For most travellers the risk of tuberculosis is low.

Travellers who may be at high risk while travelling in regions with risk of tuberculosis should discuss pre- and post-travel options with a health care provider.

High-risk travellers include those visiting or working in prisons, refugee camps, homeless shelters, or hospitals, or travellers visiting friends and relatives.

Medical services and facilities

Medical services and facilities

Medical facilities are adequate for routine services. All public medical services are provided from the local hospital. There are few medical clinics. Services are limited and should be used only in an emergency. Specialist services are extremely limited. In the event of a major accident or illness, medical evacuation is often necessary. Medical transport is very expensive and payment up front is often required. Decompression chambers are available in Yap and Chuuk.

Keep in Mind...

The decision to travel is the sole responsibility of the traveller. The traveller is also responsible for his or her own personal safety.

Be prepared. Do not expect medical services to be the same as in Canada. Pack a travel health kit, especially if you will be travelling away from major city centres.

You are subject to local laws. Consult our Arrest and Detention page for more information.
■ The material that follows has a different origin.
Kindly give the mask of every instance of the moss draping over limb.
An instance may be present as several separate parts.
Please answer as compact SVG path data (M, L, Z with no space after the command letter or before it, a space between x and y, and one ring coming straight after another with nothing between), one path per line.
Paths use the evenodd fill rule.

Penalties for possession, use or trafficking of illegal drugs are strict.

Homosexual activity is illegal.

An International Driving Permit is recommended.


The currency is the U.S. dollar (USD). Major credit cards are accepted at most hotels and tourist facilities. There are few automated banking machines. U.S. dollar traveller’s cheques can be exchanged at branches of the Bank of the Federated States of Micronesia.


The rainy (or monsoon) and typhoon seasons in the South Pacific are from November to April. Severe rainstorms can cause flooding and landslides, resulting in significant loss of life and extensive damage to infrastructure, and hampering the provision of essential services. Disruptions to air services and to water and power supplies may also occur. Keep informed of regional weather forecasts, avoid disaster areas and follow the advice of local authorities.

During a typhoon or monsoon, hotel guests may be required to leave accommodations near the shore and move to safety centres inland. Travel to and from outer islands may be disrupted for some days.